If this is hell, at least it's got a helluva deent soundtrack.


THE PRESS RELEASE: “A shadow simultaneously is and is not, a presence and an absence staking claim on the world. Fotocrime not only survives, but thrives in the shadows — beneath a heaviness that cannot be escaped, within melodies that defy light and dark. With South Of Heaven, the second full-length chapter in the project’s narrative, Fotocrime has found comfort on the fringe. “It’s been a journey of persistence and obsession, more character actor than leading man,” R., the singer, songwriter, musician, and producer behind Fotocrime, says. “South of Heaven is deeply personal, an honest fiction, an exposed nerve pulsing in a blanket of fog.” South of Heaven is the backlit highway slithering from 2018’s Principle of Pain, which bowed at the altar of post-street punks Blitz while nodding at the megawatt gleam of Depeche Mode and churn of Red Lorry Yellow Lorry. The stories comprising South of Heaven are winding and boundless, unfolding with unexpected paths and hairpin turns. Touching the myths of Saturn and Phaethon and mining the lives of Bruno Ganz and Francis Bacon, the album carves a landscape that spans both earthly and astral planes. “This is a record for late night drives, a soundtrack for headlights illuminating the horizon,” R. says. “I’ll make music until the end of my days, with or without a listener, but I’m happy to have a passenger for the ride into the dark.” Equal parts heathen and heaven, Fotocrime’s 10 new dispatches are summoned from a darkness that lives all around us, deep within us. Follow your intrepid guide Fotocrime into the dark night ahead.

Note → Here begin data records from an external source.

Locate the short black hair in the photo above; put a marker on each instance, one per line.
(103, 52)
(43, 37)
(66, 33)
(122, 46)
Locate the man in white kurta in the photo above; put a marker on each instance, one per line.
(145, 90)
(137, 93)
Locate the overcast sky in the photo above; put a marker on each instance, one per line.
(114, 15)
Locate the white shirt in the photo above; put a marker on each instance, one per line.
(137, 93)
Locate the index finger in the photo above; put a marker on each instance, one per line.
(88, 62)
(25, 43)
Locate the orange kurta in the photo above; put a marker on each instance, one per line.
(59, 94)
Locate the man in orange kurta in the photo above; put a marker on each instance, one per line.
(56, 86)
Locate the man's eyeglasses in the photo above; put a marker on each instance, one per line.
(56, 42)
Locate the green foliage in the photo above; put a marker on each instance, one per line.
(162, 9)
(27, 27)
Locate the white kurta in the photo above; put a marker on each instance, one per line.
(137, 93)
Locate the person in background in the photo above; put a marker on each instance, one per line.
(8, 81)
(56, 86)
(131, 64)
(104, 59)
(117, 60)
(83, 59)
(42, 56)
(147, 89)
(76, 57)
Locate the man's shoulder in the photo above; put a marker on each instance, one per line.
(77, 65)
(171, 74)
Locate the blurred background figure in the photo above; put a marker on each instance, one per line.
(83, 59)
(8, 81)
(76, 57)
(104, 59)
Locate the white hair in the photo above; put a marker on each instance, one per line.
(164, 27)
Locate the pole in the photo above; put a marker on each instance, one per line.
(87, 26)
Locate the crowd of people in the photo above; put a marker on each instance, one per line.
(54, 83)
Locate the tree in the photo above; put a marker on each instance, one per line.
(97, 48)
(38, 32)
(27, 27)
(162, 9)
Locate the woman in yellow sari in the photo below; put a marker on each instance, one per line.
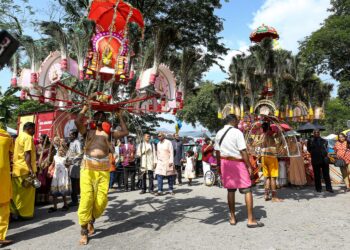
(24, 164)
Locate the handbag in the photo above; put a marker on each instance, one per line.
(340, 163)
(31, 181)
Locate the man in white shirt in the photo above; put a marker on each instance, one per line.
(147, 153)
(165, 164)
(235, 167)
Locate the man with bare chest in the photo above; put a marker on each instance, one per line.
(94, 173)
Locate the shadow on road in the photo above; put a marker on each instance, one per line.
(300, 193)
(169, 209)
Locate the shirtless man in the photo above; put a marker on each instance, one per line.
(94, 173)
(269, 162)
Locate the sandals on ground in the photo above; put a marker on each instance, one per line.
(65, 208)
(233, 224)
(258, 224)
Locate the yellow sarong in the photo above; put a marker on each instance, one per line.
(93, 190)
(4, 219)
(6, 146)
(270, 166)
(22, 198)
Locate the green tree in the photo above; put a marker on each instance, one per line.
(344, 92)
(202, 107)
(337, 115)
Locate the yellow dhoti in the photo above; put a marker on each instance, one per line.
(270, 166)
(94, 182)
(22, 198)
(4, 219)
(6, 146)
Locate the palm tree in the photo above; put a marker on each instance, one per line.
(190, 60)
(79, 37)
(56, 31)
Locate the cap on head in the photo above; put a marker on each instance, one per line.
(231, 118)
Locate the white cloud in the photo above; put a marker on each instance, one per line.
(293, 19)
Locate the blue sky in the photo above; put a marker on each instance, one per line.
(294, 19)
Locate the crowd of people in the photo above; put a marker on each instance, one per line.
(85, 168)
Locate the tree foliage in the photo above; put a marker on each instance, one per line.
(328, 48)
(344, 92)
(202, 107)
(337, 115)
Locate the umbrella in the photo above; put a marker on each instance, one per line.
(103, 12)
(319, 127)
(345, 132)
(292, 133)
(306, 128)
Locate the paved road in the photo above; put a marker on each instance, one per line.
(197, 218)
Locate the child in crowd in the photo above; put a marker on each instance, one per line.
(60, 185)
(190, 171)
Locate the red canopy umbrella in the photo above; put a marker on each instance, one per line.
(262, 32)
(102, 12)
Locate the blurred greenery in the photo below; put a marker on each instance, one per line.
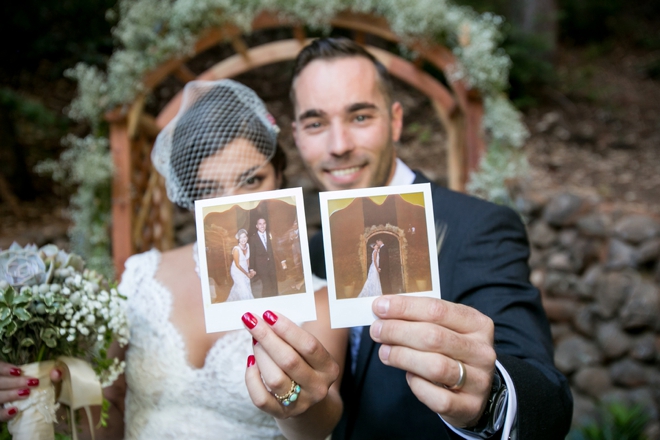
(614, 421)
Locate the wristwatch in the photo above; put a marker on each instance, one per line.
(492, 419)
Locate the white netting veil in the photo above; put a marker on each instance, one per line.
(215, 117)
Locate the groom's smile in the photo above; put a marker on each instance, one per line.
(344, 127)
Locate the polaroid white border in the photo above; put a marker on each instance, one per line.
(298, 307)
(357, 311)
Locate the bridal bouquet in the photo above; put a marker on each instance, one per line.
(56, 313)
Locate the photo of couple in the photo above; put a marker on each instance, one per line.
(261, 258)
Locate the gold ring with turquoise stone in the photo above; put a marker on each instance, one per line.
(291, 396)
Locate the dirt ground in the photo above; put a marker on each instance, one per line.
(597, 134)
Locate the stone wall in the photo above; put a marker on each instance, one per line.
(598, 269)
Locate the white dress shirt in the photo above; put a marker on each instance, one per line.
(403, 175)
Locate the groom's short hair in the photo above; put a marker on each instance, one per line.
(335, 48)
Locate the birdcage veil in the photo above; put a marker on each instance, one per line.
(213, 114)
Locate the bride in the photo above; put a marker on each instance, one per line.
(372, 285)
(181, 382)
(240, 272)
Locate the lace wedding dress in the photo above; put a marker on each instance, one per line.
(242, 289)
(372, 285)
(167, 398)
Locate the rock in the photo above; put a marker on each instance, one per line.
(586, 252)
(613, 342)
(559, 310)
(643, 348)
(593, 381)
(585, 320)
(576, 352)
(530, 204)
(584, 133)
(648, 251)
(628, 373)
(561, 261)
(590, 280)
(548, 122)
(642, 309)
(567, 237)
(611, 292)
(561, 133)
(637, 228)
(620, 255)
(584, 409)
(562, 210)
(536, 258)
(594, 225)
(564, 284)
(560, 331)
(541, 235)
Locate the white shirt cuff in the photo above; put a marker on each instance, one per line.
(511, 408)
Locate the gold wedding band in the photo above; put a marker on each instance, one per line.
(291, 396)
(461, 377)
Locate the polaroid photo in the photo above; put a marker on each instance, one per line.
(253, 257)
(378, 241)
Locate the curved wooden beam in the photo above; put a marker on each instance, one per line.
(285, 50)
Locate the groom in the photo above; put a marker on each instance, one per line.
(262, 260)
(481, 357)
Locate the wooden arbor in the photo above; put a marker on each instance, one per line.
(141, 213)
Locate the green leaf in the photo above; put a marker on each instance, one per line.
(22, 314)
(9, 296)
(48, 333)
(51, 343)
(11, 328)
(27, 342)
(23, 298)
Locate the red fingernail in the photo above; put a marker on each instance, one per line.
(249, 320)
(270, 317)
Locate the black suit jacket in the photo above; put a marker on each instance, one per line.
(482, 264)
(262, 261)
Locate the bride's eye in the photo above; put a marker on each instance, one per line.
(253, 181)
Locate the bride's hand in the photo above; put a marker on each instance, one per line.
(284, 352)
(15, 386)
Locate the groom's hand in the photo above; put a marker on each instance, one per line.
(426, 337)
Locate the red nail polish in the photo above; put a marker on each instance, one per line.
(249, 320)
(270, 317)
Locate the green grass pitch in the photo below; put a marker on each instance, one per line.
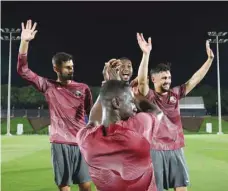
(26, 163)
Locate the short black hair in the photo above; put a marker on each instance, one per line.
(112, 88)
(61, 57)
(162, 67)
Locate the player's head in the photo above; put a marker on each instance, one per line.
(161, 77)
(126, 69)
(63, 65)
(117, 99)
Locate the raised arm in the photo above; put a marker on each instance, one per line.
(146, 47)
(28, 33)
(110, 72)
(199, 75)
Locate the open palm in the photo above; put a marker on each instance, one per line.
(28, 32)
(210, 53)
(143, 44)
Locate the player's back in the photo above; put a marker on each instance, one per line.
(118, 158)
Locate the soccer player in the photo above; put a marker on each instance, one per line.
(114, 69)
(121, 70)
(118, 150)
(68, 102)
(168, 142)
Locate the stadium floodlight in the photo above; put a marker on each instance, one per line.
(212, 33)
(18, 30)
(218, 41)
(9, 38)
(6, 30)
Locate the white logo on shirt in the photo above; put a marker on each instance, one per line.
(173, 99)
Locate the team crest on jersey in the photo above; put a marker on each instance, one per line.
(78, 93)
(173, 99)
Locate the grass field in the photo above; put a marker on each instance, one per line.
(26, 163)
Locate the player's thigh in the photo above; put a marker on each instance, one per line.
(181, 189)
(61, 164)
(80, 168)
(178, 170)
(159, 166)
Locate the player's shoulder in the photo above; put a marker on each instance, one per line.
(176, 89)
(79, 84)
(85, 132)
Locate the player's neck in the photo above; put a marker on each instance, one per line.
(63, 82)
(108, 118)
(159, 91)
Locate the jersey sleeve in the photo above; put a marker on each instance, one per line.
(23, 70)
(88, 101)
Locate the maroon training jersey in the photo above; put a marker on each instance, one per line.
(169, 135)
(68, 104)
(121, 159)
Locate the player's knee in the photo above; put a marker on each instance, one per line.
(85, 186)
(64, 188)
(181, 189)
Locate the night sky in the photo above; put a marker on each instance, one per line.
(94, 32)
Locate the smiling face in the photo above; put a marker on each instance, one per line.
(161, 77)
(162, 81)
(125, 70)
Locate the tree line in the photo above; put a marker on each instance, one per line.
(28, 97)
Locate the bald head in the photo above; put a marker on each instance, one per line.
(117, 96)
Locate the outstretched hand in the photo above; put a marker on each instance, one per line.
(28, 32)
(145, 46)
(210, 53)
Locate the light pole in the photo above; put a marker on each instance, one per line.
(9, 38)
(217, 41)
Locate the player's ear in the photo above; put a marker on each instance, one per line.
(55, 68)
(115, 103)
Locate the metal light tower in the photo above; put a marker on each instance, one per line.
(217, 41)
(9, 38)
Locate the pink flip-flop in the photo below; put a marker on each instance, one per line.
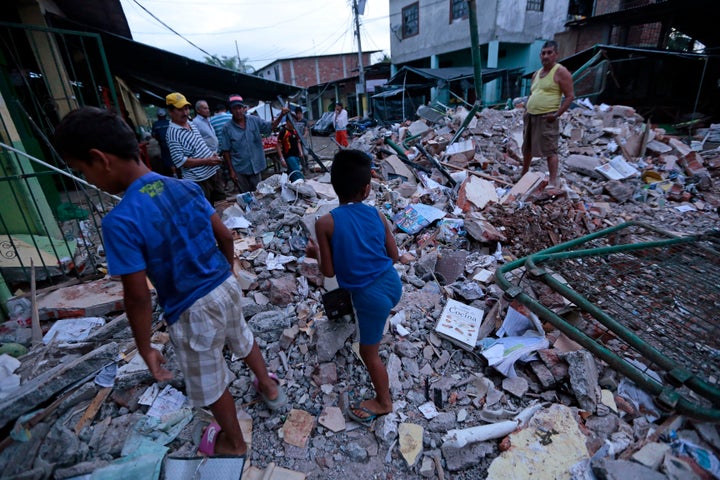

MY TWO CENTS: Don’t let the title fool you. This is not a full-length tribute to the classic Slayer album. But it is a disc that’s almost just as dark and heavy — in its own special way. Essentially the solo project of Louisville singer, songwriter and musician Ryan Patterson, Fotocrime efficiently and effectively connect the brooding, pitch-black menace of post-punk to the mesmerizing machine-drive noir of electro to create a magnificently grim hybrid that adds up to far more than the sum of its evil parts. If this is hell, at least it’s got a decent soundtrack.